5. gel according to claim 2, poloxamer is wherein Pluronic F127.

6. gel according to claim 1, hyaluronic acid-poloxamer wherein and the weight ratio of chitosan-poloxamer between 10:1-1:10, between preferred 3:1-1:2.

7. gel according to claim 1, wherein medicine comprises the one or more combination of celecoxib, diclofenac, meloxicam, etodolac, ketoprofen, nabumetone, indomethacin, rofecoxib.

8. gel according to claim 1, its Chinese medicine can wrap and carry or be scattered in polymer.Concentration and the drug loading of polymer are unrestricted, unless had influence on the gelling behavior of polymer, make it not form gel.

9. gel according to claim 1, has responsive to temperature character, and when temperature is lower than body temperature, exist with nanosuspension form, in injection site, temperature is increased to body temperature, and preparation is transformed into gel by nanosuspension, the release time of prolong drug.

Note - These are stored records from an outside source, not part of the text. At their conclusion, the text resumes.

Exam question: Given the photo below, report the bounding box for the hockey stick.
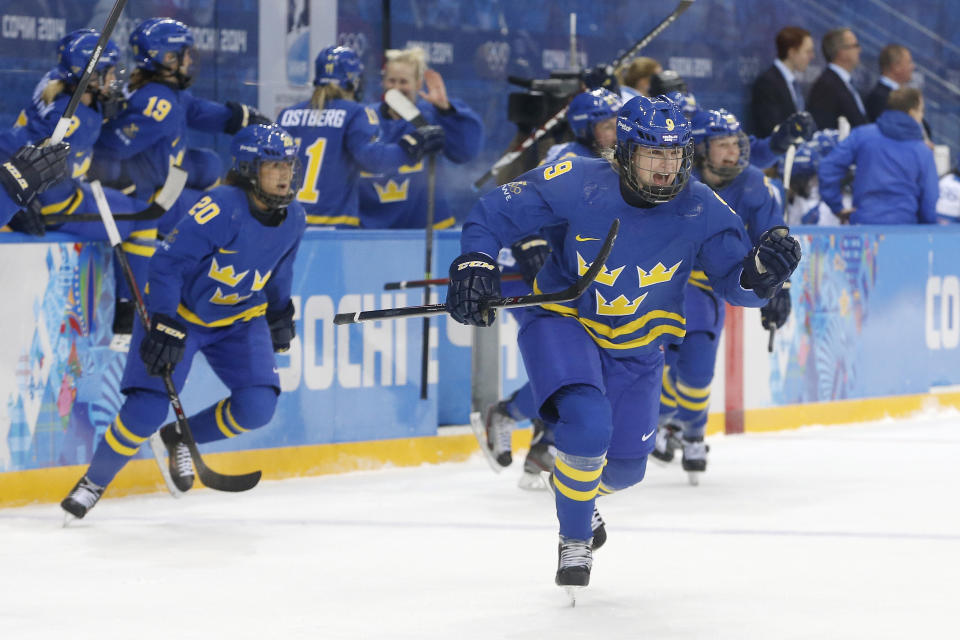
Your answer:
[383,89,437,400]
[50,0,127,144]
[90,180,261,492]
[473,0,694,191]
[43,167,187,226]
[333,219,620,324]
[383,273,523,291]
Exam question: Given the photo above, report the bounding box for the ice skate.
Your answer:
[650,424,683,464]
[683,436,710,486]
[540,472,607,549]
[555,536,593,607]
[517,418,557,490]
[470,401,516,473]
[150,422,193,498]
[60,476,106,526]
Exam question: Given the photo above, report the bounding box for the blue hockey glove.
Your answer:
[267,300,297,353]
[223,102,273,135]
[510,235,550,287]
[447,252,500,327]
[397,125,445,164]
[740,226,801,298]
[768,111,817,155]
[140,313,187,376]
[0,142,70,207]
[760,280,792,331]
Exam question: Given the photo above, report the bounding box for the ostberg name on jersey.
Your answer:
[280,109,347,127]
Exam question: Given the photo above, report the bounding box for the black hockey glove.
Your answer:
[0,142,70,207]
[223,102,273,135]
[760,280,792,331]
[447,252,500,327]
[510,235,550,287]
[267,300,297,353]
[140,313,187,376]
[768,111,817,154]
[397,124,444,164]
[740,226,800,298]
[9,198,47,238]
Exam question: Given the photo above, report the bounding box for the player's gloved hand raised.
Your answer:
[223,102,273,135]
[140,313,187,376]
[0,142,70,207]
[397,124,445,162]
[760,280,792,331]
[768,111,817,154]
[267,300,297,353]
[510,235,550,287]
[740,226,801,298]
[447,252,500,327]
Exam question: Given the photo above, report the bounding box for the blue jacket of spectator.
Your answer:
[819,109,940,224]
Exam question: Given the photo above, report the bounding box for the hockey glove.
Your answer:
[0,142,70,207]
[740,226,800,298]
[447,252,500,327]
[510,235,550,287]
[9,198,47,238]
[769,111,817,155]
[140,313,187,376]
[223,102,272,135]
[267,300,297,353]
[397,125,444,164]
[760,280,792,331]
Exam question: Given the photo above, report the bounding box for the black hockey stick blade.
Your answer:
[43,167,187,226]
[333,219,620,324]
[383,273,523,291]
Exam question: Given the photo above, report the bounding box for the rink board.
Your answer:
[0,227,960,505]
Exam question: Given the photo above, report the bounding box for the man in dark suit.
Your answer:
[751,27,813,138]
[866,44,914,122]
[807,27,867,129]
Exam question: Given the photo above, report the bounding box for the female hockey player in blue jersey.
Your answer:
[360,48,483,229]
[653,109,790,484]
[277,47,443,228]
[61,125,306,518]
[474,87,623,492]
[447,96,800,587]
[93,18,269,238]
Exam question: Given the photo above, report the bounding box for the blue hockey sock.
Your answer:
[189,386,277,444]
[86,390,170,487]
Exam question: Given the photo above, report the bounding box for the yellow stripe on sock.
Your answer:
[553,476,597,502]
[103,427,137,458]
[113,416,146,444]
[554,457,603,482]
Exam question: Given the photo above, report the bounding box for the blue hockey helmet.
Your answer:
[56,29,120,85]
[667,91,700,120]
[313,46,363,100]
[230,123,302,209]
[690,109,750,182]
[130,18,193,88]
[567,87,623,146]
[615,96,693,204]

10. the preparation method of thermal stimulus responsive type hyaluronic acid situ-gel according to claim 1, wherein Pluronic F-127 is linked on hyaluronic acid and chitosan main chain respectively, form amphipathic copolymer, temperature is lower than under the condition of 30 DEG C, polymer solution, by self assembly bag medicine carrying thing, prepares nanogel suspension.Then, nanogel is expelled in body, under temperature, forms situ-gel.